Dirigeante inquiète malgré la suspension de la liquidation judiciaire de son entreprise

Vivante en droit fragilisée dans la réalité – Episode 3 / 4

Cette histoire est inspirée d’un dossier réel. Certains éléments ont été modifiés afin de préserver l’anonymat des personnes concernées.

La décision du premier président est une victoire. Lorsque la dirigeante revient dans l’entreprise, personne ne débouche pourtant le champagne.

Les salariés ont entendu parler de la liquidation. Le principal partenaire commercial aussi. Les questions circulent dans les équipes : l’entreprise va-t-elle fermer ? Les salaires seront-ils payés ? Les contrats vont-ils continuer ?

La dirigeante répète que la liquidation a été suspendue. La phrase est juridiquement exacte, mais elle rassure peu. Pour ceux qui ne pratiquent pas les procédures collectives, une entreprise « placée en liquidation, mais dont la liquidation est suspendue dans l’attente de l’appel » demeure avant tout une entreprise associée au mot liquidation.

Le grand donneur d’ordre ne raisonne pas en termes d’exécution provisoire, de moyens sérieux de réformation ou de compétence du premier président. Il mesure un risque opérationnel. La société sera-t-elle encore là dans quelques mois ? Pourra-t-elle conserver ses équipes ? Sera-t-elle en mesure d’exécuter ses engagements ?

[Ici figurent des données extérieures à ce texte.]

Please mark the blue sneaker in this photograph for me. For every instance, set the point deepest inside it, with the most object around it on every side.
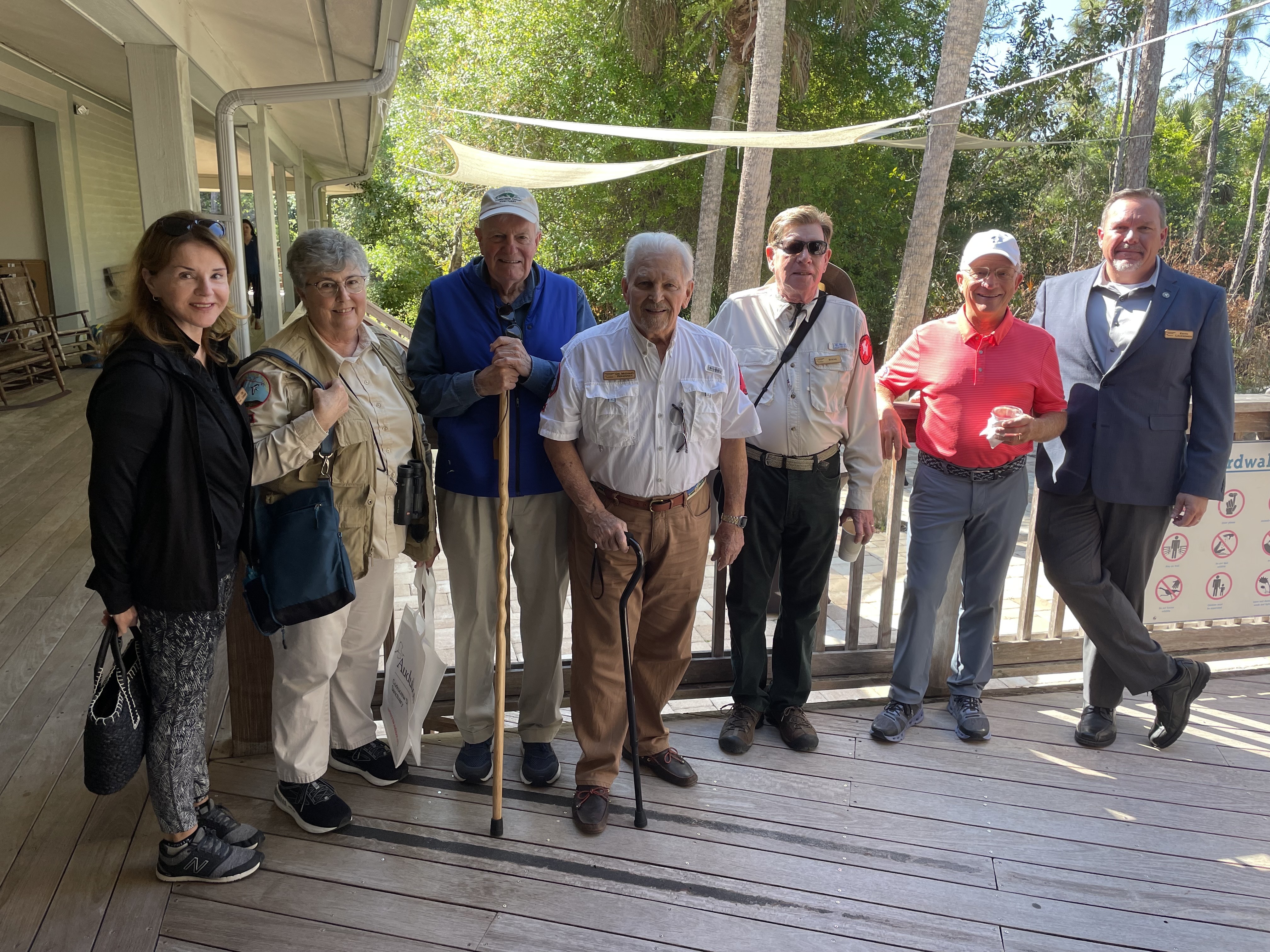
(475, 763)
(539, 766)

Le partenaire envisage de mettre fin à la relation. Pour l’entreprise, cette menace est presque aussi dangereuse que le jugement. Le droit de poursuivre l’activité perdrait une grande partie de son utilité si le contrat qui fournit l’essentiel du travail disparaissait.

Deux combats doivent donc être menés simultanément. Devant la cour, il faut préparer l’appel et démontrer que le jugement n’aurait jamais dû être prononcé. Dans l’entreprise, il faut continuer à travailler comme avant, alors que plus rien n’est tout à fait normal.

Les prestations doivent être exécutées sans retard. Les équipes doivent être rassurées. Les fournisseurs doivent être réglés. Le partenaire doit recevoir des explications claires, accompagnées de la décision du premier président et d’éléments attestant que l’activité se poursuit.

La trésorerie est suivie de très près. Le dossier présenté lors de l’audience d’urgence était une photographie. L’appel sera jugé plusieurs mois plus tard. Entre les deux, de nouvelles échéances arrivent et certaines créances apparaissent. La société doit éviter que la procédure provoquée par un impayé limité finisse par créer les difficultés qu’elle était supposée constater.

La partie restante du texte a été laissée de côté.